The words "I can't do it let's just go home" came out of my mouth between contractions but it was those around me who encouraged me to keep going and I said a little prayer and I think I prayed in tongues too for extra measure. Something rose up in me and I resolved to push through (pun intended). I pushed through and very soon after baby was in my arms.
I have had some many dreams of being pregnant or birthing and as some of you know dreams about being pregnant or giving birth is about a new ministry or new thing that God is bringing into your life.
I asked God why I was feeling like quitting. Should I quit and if not what am I to do about this?
This is the answer I have been getting through the week and on Sunday at church through the messages that were shared at both our services.
First question was why do I want to quit? The answer, because it is about comfort. I want to quit so that I can go back to being just stay at home mum and housewife when life was more comfortable than it is now. This is interesting because I really felt that why I was just a SAHM and Housewife that there was more to my life.

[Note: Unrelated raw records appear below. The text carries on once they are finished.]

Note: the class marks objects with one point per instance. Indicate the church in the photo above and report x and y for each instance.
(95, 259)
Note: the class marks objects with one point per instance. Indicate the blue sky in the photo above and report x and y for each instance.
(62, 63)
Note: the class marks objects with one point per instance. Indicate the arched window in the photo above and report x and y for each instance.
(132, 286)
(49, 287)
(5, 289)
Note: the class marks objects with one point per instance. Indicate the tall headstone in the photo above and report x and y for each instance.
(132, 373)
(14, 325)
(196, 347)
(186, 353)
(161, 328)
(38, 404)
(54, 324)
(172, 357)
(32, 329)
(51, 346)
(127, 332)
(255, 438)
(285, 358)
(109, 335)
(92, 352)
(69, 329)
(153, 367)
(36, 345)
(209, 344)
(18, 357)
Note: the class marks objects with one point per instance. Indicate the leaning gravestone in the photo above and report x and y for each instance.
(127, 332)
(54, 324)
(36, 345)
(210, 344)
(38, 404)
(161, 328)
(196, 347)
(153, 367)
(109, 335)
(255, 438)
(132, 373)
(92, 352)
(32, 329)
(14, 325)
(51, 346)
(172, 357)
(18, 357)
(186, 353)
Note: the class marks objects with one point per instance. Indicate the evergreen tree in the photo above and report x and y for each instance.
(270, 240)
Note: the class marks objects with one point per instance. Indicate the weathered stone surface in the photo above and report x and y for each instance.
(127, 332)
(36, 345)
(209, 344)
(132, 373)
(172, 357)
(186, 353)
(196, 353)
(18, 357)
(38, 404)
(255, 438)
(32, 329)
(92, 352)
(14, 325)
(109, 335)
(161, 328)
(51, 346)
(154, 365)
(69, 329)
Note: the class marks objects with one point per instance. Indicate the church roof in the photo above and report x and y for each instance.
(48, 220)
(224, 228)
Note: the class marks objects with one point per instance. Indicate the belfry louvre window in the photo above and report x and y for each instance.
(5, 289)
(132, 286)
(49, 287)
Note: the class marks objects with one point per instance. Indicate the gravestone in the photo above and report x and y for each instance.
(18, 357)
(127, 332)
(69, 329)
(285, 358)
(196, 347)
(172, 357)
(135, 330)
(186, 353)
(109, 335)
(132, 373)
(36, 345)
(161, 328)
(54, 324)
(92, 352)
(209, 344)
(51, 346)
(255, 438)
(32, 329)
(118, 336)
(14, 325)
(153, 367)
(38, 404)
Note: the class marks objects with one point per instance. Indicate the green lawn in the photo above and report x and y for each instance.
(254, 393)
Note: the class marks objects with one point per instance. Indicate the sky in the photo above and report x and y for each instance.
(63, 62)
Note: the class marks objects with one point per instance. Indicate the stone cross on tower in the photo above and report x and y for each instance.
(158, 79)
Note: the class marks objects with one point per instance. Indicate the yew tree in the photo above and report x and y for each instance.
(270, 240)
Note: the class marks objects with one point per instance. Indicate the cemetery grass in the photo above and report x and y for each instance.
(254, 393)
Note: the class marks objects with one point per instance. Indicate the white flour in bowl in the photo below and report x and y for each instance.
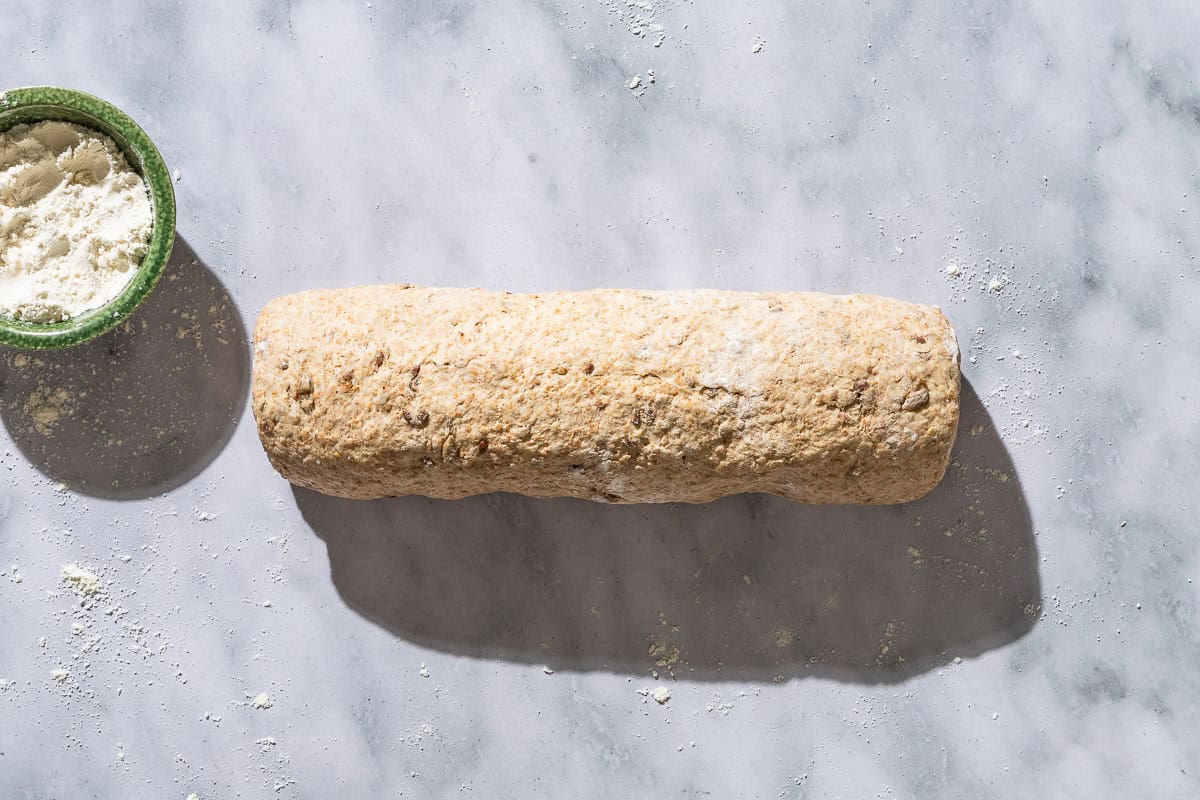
(75, 221)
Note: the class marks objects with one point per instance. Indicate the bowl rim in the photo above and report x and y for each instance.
(42, 103)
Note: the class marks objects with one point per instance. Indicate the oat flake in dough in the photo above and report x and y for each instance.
(75, 221)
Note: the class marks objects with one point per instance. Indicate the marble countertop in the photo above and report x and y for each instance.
(1030, 629)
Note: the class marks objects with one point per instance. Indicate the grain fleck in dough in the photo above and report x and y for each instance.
(612, 395)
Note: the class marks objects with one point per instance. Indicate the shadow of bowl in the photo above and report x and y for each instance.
(747, 588)
(143, 408)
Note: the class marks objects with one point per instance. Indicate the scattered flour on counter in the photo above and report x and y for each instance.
(83, 582)
(75, 221)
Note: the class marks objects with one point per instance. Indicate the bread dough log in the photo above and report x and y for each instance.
(611, 395)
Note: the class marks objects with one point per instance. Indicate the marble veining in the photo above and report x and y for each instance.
(1026, 630)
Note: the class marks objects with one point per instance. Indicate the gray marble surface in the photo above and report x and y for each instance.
(1027, 630)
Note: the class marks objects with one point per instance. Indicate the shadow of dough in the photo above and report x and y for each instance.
(143, 408)
(745, 588)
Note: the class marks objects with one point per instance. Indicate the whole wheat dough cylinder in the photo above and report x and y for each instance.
(611, 395)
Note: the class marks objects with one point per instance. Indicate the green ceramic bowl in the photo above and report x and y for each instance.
(39, 103)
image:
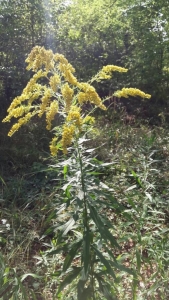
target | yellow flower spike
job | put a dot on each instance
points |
(53, 146)
(112, 68)
(74, 116)
(60, 58)
(89, 120)
(67, 136)
(54, 82)
(50, 115)
(67, 94)
(126, 92)
(45, 100)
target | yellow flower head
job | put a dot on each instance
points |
(67, 94)
(126, 92)
(53, 146)
(54, 82)
(89, 120)
(45, 100)
(74, 116)
(67, 136)
(50, 115)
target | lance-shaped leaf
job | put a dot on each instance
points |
(71, 255)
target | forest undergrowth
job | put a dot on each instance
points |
(90, 220)
(137, 175)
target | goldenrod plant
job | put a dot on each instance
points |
(84, 234)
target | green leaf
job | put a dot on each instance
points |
(71, 255)
(69, 278)
(105, 262)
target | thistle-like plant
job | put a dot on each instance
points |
(55, 91)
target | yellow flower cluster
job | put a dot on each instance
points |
(126, 92)
(67, 71)
(59, 77)
(45, 100)
(67, 136)
(67, 94)
(89, 120)
(74, 116)
(21, 122)
(60, 58)
(106, 71)
(50, 114)
(53, 146)
(54, 82)
(90, 95)
(112, 68)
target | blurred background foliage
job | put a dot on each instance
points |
(132, 34)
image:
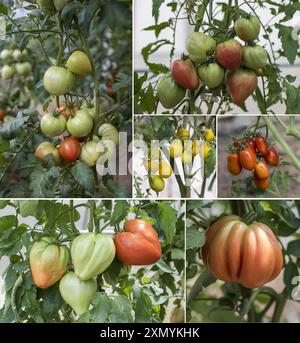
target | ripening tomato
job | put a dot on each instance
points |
(262, 184)
(261, 170)
(272, 157)
(261, 145)
(70, 149)
(233, 163)
(247, 158)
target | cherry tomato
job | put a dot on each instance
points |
(247, 158)
(262, 184)
(70, 149)
(261, 170)
(272, 157)
(261, 145)
(233, 163)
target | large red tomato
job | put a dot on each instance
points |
(139, 244)
(237, 252)
(185, 74)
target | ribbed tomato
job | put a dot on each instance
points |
(247, 158)
(233, 163)
(138, 244)
(237, 252)
(70, 149)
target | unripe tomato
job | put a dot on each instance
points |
(199, 45)
(7, 72)
(81, 124)
(79, 63)
(69, 149)
(240, 84)
(185, 74)
(90, 153)
(247, 29)
(233, 163)
(237, 252)
(59, 80)
(165, 170)
(272, 157)
(47, 148)
(176, 148)
(187, 157)
(212, 75)
(209, 135)
(52, 125)
(169, 92)
(247, 158)
(229, 54)
(205, 150)
(151, 166)
(156, 183)
(108, 132)
(261, 170)
(177, 315)
(254, 57)
(261, 145)
(60, 4)
(262, 184)
(183, 134)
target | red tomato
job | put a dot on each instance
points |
(233, 163)
(261, 170)
(69, 149)
(262, 184)
(247, 158)
(261, 145)
(272, 157)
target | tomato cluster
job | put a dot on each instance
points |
(235, 65)
(181, 147)
(79, 123)
(255, 154)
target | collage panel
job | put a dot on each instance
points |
(258, 156)
(175, 157)
(65, 99)
(92, 261)
(216, 57)
(243, 261)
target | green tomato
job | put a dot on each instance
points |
(7, 72)
(169, 92)
(156, 183)
(52, 125)
(6, 54)
(79, 63)
(17, 55)
(23, 69)
(108, 132)
(212, 75)
(199, 45)
(90, 153)
(60, 4)
(254, 57)
(81, 124)
(58, 80)
(77, 293)
(92, 254)
(247, 29)
(47, 148)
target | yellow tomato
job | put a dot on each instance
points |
(209, 135)
(165, 170)
(176, 148)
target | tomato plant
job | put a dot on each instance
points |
(57, 57)
(242, 260)
(70, 261)
(220, 37)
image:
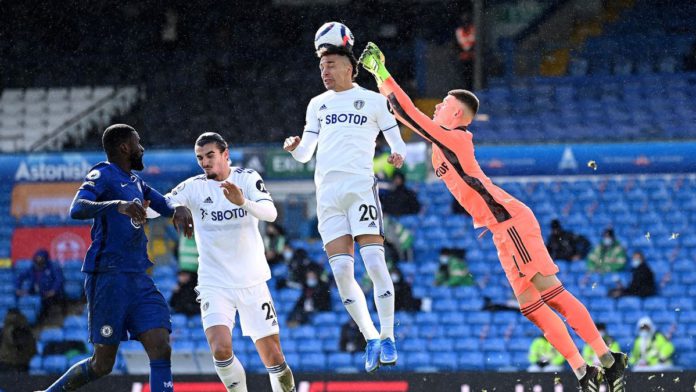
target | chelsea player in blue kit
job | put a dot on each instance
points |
(122, 299)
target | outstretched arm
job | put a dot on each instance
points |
(303, 148)
(372, 60)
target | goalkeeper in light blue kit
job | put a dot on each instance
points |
(123, 300)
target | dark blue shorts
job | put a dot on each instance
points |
(122, 305)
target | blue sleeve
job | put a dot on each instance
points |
(58, 281)
(157, 201)
(22, 277)
(85, 206)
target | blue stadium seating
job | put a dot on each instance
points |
(463, 336)
(54, 363)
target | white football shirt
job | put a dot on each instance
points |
(230, 247)
(344, 126)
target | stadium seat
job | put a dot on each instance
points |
(51, 335)
(471, 360)
(313, 362)
(55, 364)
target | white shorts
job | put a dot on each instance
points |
(257, 314)
(348, 204)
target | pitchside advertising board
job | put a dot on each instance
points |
(44, 184)
(383, 381)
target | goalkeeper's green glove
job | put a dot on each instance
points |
(372, 60)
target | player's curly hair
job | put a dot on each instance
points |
(212, 137)
(342, 51)
(467, 98)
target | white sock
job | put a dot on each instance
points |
(281, 378)
(351, 294)
(231, 373)
(373, 256)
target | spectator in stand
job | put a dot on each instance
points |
(466, 41)
(274, 242)
(565, 245)
(43, 278)
(17, 343)
(351, 338)
(690, 59)
(642, 280)
(184, 295)
(457, 208)
(315, 297)
(188, 254)
(543, 357)
(652, 350)
(589, 354)
(404, 299)
(609, 256)
(453, 269)
(400, 200)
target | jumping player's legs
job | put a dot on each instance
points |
(99, 365)
(340, 252)
(217, 315)
(107, 308)
(555, 331)
(557, 297)
(156, 344)
(272, 356)
(259, 321)
(524, 258)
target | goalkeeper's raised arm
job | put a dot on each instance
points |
(457, 110)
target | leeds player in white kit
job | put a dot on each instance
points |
(343, 124)
(227, 204)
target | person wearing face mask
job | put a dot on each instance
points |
(566, 245)
(543, 357)
(453, 269)
(642, 280)
(589, 354)
(609, 256)
(651, 349)
(315, 297)
(274, 243)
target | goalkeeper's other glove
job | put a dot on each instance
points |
(372, 60)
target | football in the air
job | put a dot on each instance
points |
(333, 33)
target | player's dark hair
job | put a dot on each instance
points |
(467, 98)
(212, 137)
(114, 136)
(341, 51)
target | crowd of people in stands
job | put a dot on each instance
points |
(651, 349)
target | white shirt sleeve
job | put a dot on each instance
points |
(175, 198)
(390, 129)
(310, 136)
(179, 195)
(258, 201)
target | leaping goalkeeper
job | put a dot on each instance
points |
(516, 232)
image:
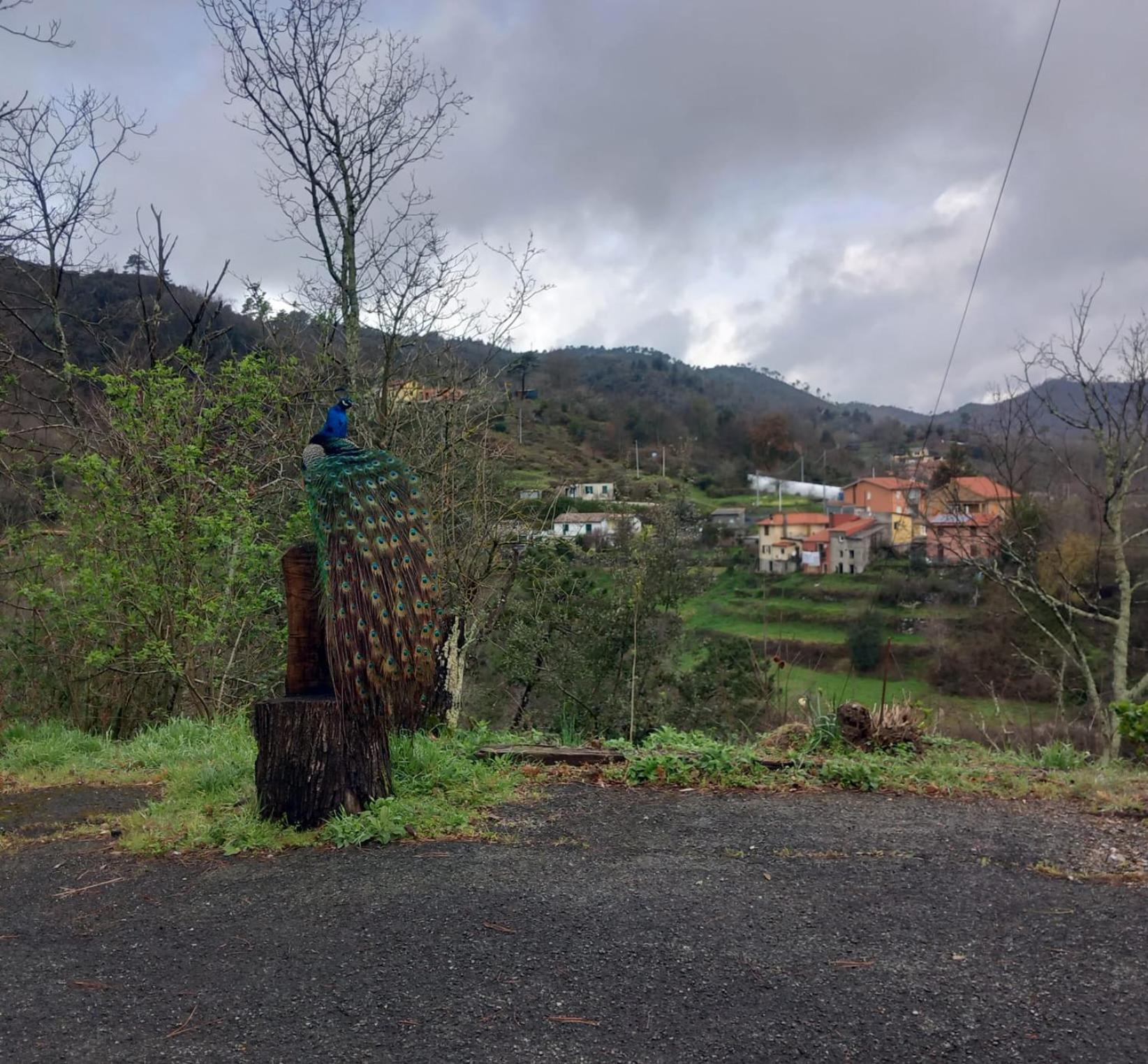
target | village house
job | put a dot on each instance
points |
(606, 525)
(781, 538)
(961, 537)
(413, 391)
(971, 495)
(852, 544)
(598, 491)
(893, 501)
(728, 517)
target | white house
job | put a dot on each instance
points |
(606, 525)
(595, 491)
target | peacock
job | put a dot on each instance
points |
(377, 568)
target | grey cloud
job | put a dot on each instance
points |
(700, 174)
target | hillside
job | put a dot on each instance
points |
(594, 404)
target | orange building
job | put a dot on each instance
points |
(961, 537)
(971, 495)
(895, 500)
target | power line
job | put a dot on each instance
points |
(992, 221)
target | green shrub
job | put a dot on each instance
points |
(867, 641)
(1132, 721)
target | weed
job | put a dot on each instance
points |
(208, 773)
(858, 773)
(1062, 755)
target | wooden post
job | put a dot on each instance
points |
(308, 672)
(315, 757)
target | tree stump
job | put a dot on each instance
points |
(315, 757)
(855, 723)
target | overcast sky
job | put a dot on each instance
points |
(804, 185)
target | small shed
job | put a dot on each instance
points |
(729, 517)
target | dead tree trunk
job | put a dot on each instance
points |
(315, 757)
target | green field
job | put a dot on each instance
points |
(818, 611)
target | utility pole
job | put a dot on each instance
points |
(825, 475)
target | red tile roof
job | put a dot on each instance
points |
(854, 527)
(796, 520)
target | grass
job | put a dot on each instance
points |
(442, 789)
(818, 611)
(945, 766)
(208, 777)
(729, 620)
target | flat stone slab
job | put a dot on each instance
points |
(43, 810)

Being a mum and a wife are very important but I felt God was saying I had a capacity for more.
Motherhood is great and so is being a wife. They have their challenges but I am now other things too. I have grown and been stretched. But now it is time for a new wine skin and to extend the tent pegs.
Labour is painful and it is at it's worst right before the baby is born. What I am saying is that if you feel like quitting maybe it is because you are tired and in pain and feel like you can't go on but that is because you are almost there. You may just be one last push away or one last step away from seeing the fruit of your labour.
We need to see beyond the here and now and see the more that God has for us.
So the answer to the next question "what am I to do?" I am not going to quit. I am actually quite excited to see what is around the next corner. I am going to press on a little bit longer until the anguish gives way to joy because of the new thing birthed in my life.